Publicado em 19/01/2017
Durante toda a sua existência, o IBCCrim tem denunciado o uso político da repressão penal e do apelo a medidas meramente punitivas como estratégias de segurança pública. Contudo, a atual proposta de emprego das Forças Armadas para enfrentar a crise nos presídios brasileiros supera, tanto em ineficácia quanto na gravidade das consequências, qualquer das numerosas tentativas anteriores de solucionar problemas complexos por meio de medidas meramente simbólicas.
De início, sua ilegalidade é flagrante: o uso das Forças Armadas para garantia da lei e da ordem depende do reconhecimento formal de esgotamento da capacidade dos órgãos de segurança pública, como prevê o art. 15, § 2º, da Lei Complementar nº 97/99. Ou bem o decreto contém, em si, o reconhecimento da incapacidade das forças policiais de todo o Brasil, hipótese que tornaria dispensável o pedido de auxílio dos governadores, ou o ato padece de ilegalidade insuperável.
Além disso, o § 4º do mesmo artigo demanda que a atuação das F.A. seja “episódica, em área previamente estabelecida e por tempo limitado”. É evidente que tais parâmetros foram desrespeitados pelo decreto, que autoriza o uso das forças militares em todos os estabelecimentos prisionais brasileiros pelo período de um ano.
No conteúdo, os fatos falam por si. Em entrevista, o Presidente da República afirmou que o decreto tem como objetivo a “atemorização daqueles que estão nos presídios”. O uso das Forças Armadas para exercer funções que são constitucionalmente atribuídas às forças policiais representa um dramático aceno à retórica da guerra para lidar com a questão penitenciária, equiparando as pessoas presas a inimigos externos. As consequências desse arroubo populista serão gravíssimas para a população carcerária, para as próprias Forças Armadas e para o Estado de Direito: basta apenas imaginar o que poderia acontecer na hipótese, nada absurda, de uma rebelião durante o trabalho de forças militares.

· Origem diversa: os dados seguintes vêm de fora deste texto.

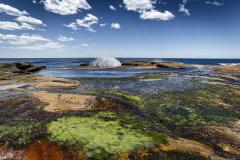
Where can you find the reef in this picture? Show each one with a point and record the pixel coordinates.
(165, 116)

Ademais, o decreto autoriza que as Forças Armadas sejam empregadas para “a detecção de armas, aparelhos de telefonia móvel, drogas e outros materiais ilícitos ou proibidos” nos estabelecimentos prisionais. Para além do fato de que as F. A. não possuem treinamento nem equipamentos específicos para exercer tal função, não se pode ignorar que tais objetos não poderiam sequer ter entrado nas dependências das penitenciárias e centros de detenção. Em outras palavras, não há qualquer esperança que a medida resolva as reais falhas e desvios que permitiram o acesso dos detentos a armas e afins.
Esse Instituto afirma, mais uma vez, que o real problema do sistema carcerário brasileiro é o superencarceramento, que além de violar as condições básicas de existência de pessoas que se encontram sob a custódia do Estado, reforçam a capacidade de recrutamento e organização das facções criminosas. Medidas concretas e imediatas que poderiam ser tomadas pelo governo federal, como o financiamento de centrais de alternativas penais e um indulto natalino abrangente, transformaram-se em oportunidades perdidas – como demonstram de forma eloquente a Medida Provisória que retira recursos do Fundo Penitenciário e o enorme retrocesso do último decreto de indulto.
Em síntese, a utilização das Forças Armadas para a varredura nos estabelecimentos prisionais é ilegal, por violar os termos da Lei Complementar nº 97/99; é ineficaz, por não ser capaz de solucionar o problema imediato de armas e celulares nas prisões; é populista, por desviar o foco do real problema do sistema prisional brasileiro, que é o superencarceramento; e é extremamente perigosa, ao equiparar a população presa a inimigos da pátria e transformar a gestão prisional em operação de guerra. Esperamos que o Poder Judiciário seja firme ao repelir, de maneira rápida e inequívoca, essa ameaça ao Estado de Direito.